OEDT: l'Europe à 25 n'est pas préparée à l'explosion de la toxicomanie
(ENTRETIEN)
LISBONNE, 25 juin (AFP) - Placés sur les routes de l'opium afghan, les
nouveaux membres de l'Union européenne connaissent un développement accéléré
de la toxicomanie auquel l'Europe élargie à 25 n'est pas préparée à faire
face, selon l'Observatoire européen des drogues et de la toxicomanie (OEDT).
Malgré l'imprécision des données sur l'ampleur du phénomène, les adhérents
d'Europe centrale et orientale "sont en train de franchir les étapes
que les
pays d'Europe occidentale ont mis beaucoup de temps à parcourir",
indique à
l'AFP le directeur exécutif de l'OEDT, Georges Estievenart.
On assiste selon lui à "un phénomène de rattrapage de l'ancien
modèle de
consommation, dans les pays de l'Europe de l'Est" peu touchés par
la
toxicomanie jusqu'en 1989, à savoir l'injection d'héroïne par intraveineuse.
"La consommation d'héroïne, traditionnelle dans les années 70,
80, 90 (en
Europe de l'Ouest), est en train de croître assez rapidement dans ces pays",
avec pour corollaire la contamination par les virus du sida et de l'hépatite
B
et C, dit M. Estievenart.
Simultanément, "parmi la jeunesse, la consommation de drogues synthétiques,
notamment d'ecstasy, est elle aussi en train d'exploser". Et la production
de
drogues synthétiques se met en place, surtout en Pologne.
En Europe occidentale "ces deux phénomènes ont été successifs".
Alors que le nombre de consommateurs "problématiques" d'opiacés
est évalué
entre 1 et 1,5 million dans l'Europe des Quinze, avec l'Europe centrale
et
orientale "nous allons très vite passer les 2 millions" estime-t-il.
"C'est une situation très préoccupante", d'autant que les
systèmes de lutte
contre la drogue et la toxicomanie "sont très largement à mettre en
place dans
les pays d'Europe centrale et orientale". "On part presque de
zéro en matière
de prévention et de traitement notamment".
Les programmes de substitution à l'injection d'héroïne par la méthadone
notamment, avec 300.000 places couvrent à peu près les deux tiers des besoins
en Europe occidentale.

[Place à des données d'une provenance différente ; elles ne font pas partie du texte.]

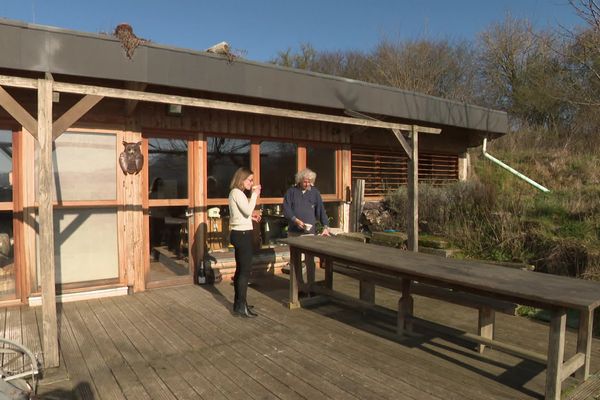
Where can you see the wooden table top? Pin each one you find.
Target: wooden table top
(525, 287)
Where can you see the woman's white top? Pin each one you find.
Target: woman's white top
(240, 210)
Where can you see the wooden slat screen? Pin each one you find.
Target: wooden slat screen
(384, 170)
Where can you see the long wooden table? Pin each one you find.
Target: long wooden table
(550, 292)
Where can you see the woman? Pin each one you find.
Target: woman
(241, 215)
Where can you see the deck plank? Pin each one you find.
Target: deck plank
(74, 360)
(97, 367)
(135, 348)
(184, 343)
(127, 380)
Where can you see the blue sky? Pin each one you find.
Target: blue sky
(263, 27)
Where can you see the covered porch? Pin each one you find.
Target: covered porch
(183, 343)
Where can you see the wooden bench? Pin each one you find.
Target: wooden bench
(414, 272)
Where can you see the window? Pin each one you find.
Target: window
(322, 161)
(85, 245)
(84, 167)
(168, 168)
(278, 166)
(224, 157)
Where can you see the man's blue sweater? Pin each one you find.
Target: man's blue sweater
(307, 206)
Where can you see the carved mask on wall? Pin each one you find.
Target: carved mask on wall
(131, 159)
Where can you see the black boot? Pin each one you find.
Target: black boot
(242, 311)
(250, 311)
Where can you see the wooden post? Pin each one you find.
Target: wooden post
(405, 309)
(358, 199)
(46, 224)
(413, 192)
(295, 263)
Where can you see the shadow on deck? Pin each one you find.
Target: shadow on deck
(183, 343)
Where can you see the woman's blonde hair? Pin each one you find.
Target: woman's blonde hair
(237, 182)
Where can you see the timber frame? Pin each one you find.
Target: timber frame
(258, 92)
(46, 131)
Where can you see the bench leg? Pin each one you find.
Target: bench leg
(310, 270)
(584, 342)
(329, 273)
(295, 265)
(405, 309)
(487, 318)
(556, 353)
(367, 291)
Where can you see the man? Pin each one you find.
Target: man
(303, 207)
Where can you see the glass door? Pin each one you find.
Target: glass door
(168, 216)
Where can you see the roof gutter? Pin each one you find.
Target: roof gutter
(512, 170)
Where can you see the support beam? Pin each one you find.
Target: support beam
(213, 104)
(228, 106)
(46, 224)
(17, 112)
(413, 192)
(403, 143)
(130, 105)
(73, 114)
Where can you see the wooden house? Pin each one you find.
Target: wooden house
(70, 101)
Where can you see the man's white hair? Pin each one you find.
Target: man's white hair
(306, 173)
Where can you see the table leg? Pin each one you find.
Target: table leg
(556, 352)
(405, 309)
(295, 263)
(487, 318)
(310, 271)
(366, 291)
(584, 342)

Chez les nouveaux adhérents, il n'y a que 6.000
places,
selon le responsable de l'OEDT.
Circonstance aggravante, "la production d'opium a remonté énormément
en
Afghanistan", ajoute le responsable de l'OEDT. De 200 tonnes en 2000,
elle est
passée à 3.400 tonnes cette année.
"Nous avons parmi les 15 une certaine stabilisation de la consomamtion
d'héroïne, mais nous avons manifestement un potentiel de croissance de
la
demande dans les pays qui sont sur la route et qui étaient autrefois
essentiellement des pays de transit", indique M. Estievenart.

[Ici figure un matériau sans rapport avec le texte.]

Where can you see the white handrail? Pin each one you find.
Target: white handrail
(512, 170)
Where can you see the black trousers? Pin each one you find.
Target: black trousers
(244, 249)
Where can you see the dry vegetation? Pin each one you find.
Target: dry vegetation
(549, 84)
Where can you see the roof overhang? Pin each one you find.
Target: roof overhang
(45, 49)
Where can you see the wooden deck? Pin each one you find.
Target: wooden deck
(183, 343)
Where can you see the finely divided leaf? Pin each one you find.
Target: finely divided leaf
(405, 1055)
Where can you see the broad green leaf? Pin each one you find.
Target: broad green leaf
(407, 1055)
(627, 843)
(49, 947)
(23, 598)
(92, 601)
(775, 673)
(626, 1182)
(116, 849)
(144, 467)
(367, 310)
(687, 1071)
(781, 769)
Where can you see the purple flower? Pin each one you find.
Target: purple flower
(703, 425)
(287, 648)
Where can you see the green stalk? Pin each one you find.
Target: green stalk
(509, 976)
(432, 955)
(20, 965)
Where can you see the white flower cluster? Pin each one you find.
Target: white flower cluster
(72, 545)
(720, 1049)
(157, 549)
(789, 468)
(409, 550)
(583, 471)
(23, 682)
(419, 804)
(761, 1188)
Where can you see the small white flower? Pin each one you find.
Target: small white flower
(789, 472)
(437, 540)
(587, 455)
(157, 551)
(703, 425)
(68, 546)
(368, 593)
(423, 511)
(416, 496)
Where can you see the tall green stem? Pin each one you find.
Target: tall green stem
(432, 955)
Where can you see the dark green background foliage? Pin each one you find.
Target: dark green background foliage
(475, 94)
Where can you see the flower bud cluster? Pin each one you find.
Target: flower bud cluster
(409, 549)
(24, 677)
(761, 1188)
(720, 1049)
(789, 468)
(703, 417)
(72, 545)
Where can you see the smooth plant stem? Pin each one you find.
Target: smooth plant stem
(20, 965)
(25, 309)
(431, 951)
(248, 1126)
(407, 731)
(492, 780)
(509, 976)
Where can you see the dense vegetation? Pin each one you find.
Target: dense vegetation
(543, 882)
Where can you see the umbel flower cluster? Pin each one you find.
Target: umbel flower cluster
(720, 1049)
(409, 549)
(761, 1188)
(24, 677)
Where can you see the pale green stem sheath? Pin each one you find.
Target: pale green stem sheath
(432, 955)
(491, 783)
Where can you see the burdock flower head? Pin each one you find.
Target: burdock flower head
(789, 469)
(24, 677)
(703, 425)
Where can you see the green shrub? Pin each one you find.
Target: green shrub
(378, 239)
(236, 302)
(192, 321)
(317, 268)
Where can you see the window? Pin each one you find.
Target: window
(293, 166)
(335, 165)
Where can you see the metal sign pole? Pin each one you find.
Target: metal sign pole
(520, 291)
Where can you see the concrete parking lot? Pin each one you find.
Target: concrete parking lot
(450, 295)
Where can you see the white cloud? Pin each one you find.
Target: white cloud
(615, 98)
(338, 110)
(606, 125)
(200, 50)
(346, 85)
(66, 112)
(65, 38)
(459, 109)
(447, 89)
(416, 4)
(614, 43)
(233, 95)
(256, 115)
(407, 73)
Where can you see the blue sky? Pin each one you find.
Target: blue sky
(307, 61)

"On va vers un problème à 25 qui sera nettement plus complexe
et difficile
à maîtriser", avertit-il, en déplorant l'absence de réponse organisée
au
niveau de l'UE.
"Ces pays attendent des modèles, mais on est assez démunis".
"Il n'y a pas
de compétence communautaire transversale dans le domaine de la drogue,
raison
pour laquelle nous avons aujourd'hui 15 politiques et nous en aurons demain
25", souligne-t-il.
L'OEDT a milité pour que la Convention sur l'Avenir de l'Europe reprenne
la question de la drogue dans le cadre des compétences partagées. Mais
dans le
projet de constitution européenne actuel, "il n'y a pas de prise en
charge
dans sa globalité du problème de la drogue".

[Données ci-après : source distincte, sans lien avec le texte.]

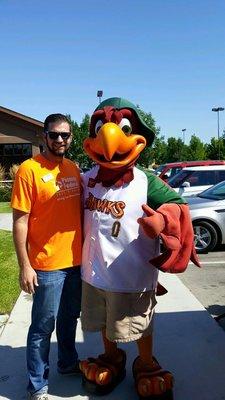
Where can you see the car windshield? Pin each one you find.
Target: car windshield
(159, 169)
(216, 192)
(182, 176)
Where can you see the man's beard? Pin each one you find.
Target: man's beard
(55, 152)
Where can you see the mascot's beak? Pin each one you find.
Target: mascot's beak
(112, 148)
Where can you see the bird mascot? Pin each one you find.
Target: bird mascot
(128, 213)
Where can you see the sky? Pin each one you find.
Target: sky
(167, 56)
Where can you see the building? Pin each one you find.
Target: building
(20, 137)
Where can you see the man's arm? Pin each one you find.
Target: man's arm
(28, 277)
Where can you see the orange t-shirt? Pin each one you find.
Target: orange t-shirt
(50, 193)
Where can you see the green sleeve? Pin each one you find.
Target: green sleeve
(160, 193)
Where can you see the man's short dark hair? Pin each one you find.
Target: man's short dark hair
(55, 118)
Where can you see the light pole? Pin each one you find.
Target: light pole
(99, 95)
(218, 109)
(183, 134)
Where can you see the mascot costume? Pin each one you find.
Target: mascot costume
(128, 212)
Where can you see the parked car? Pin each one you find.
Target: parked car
(193, 180)
(167, 171)
(208, 217)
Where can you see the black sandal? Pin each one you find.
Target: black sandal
(159, 381)
(117, 369)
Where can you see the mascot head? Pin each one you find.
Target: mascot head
(118, 134)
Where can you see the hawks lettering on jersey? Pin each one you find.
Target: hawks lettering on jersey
(116, 208)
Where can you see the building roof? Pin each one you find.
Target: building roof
(21, 116)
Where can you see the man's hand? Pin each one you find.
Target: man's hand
(153, 224)
(28, 279)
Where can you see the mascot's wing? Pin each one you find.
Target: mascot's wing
(177, 235)
(178, 239)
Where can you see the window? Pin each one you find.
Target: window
(221, 176)
(16, 149)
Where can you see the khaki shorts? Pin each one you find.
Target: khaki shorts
(125, 316)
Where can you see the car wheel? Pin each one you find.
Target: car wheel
(206, 236)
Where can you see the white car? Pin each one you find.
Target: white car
(208, 217)
(193, 180)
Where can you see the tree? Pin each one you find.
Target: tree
(176, 150)
(196, 149)
(76, 152)
(150, 155)
(212, 149)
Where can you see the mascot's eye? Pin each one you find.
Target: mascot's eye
(98, 125)
(126, 126)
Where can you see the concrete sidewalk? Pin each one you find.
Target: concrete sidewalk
(187, 341)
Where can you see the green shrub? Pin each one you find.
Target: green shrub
(5, 192)
(2, 173)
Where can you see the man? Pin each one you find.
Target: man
(47, 237)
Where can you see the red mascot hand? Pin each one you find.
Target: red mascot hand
(153, 224)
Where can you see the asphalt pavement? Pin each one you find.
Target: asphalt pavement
(187, 341)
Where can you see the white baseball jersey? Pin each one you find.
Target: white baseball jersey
(116, 251)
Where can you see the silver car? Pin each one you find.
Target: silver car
(208, 217)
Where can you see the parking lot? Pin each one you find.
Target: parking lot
(208, 283)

M. Estievenart reste cependant optimiste: "Je pense que la perspective
de
l'élargissement va reposer ce problème".
En outre,"l'opinion publique perçoit mieux la nécessité d'européaniser
l'action contre les drogues que les Etats-membres eux-mêmes". Un sondage
réalisé en 2002 par Eurobaromètre montrait que "le problème de la
drogue était
perçu comme l'un des trois ou quatre sujets prioritaires".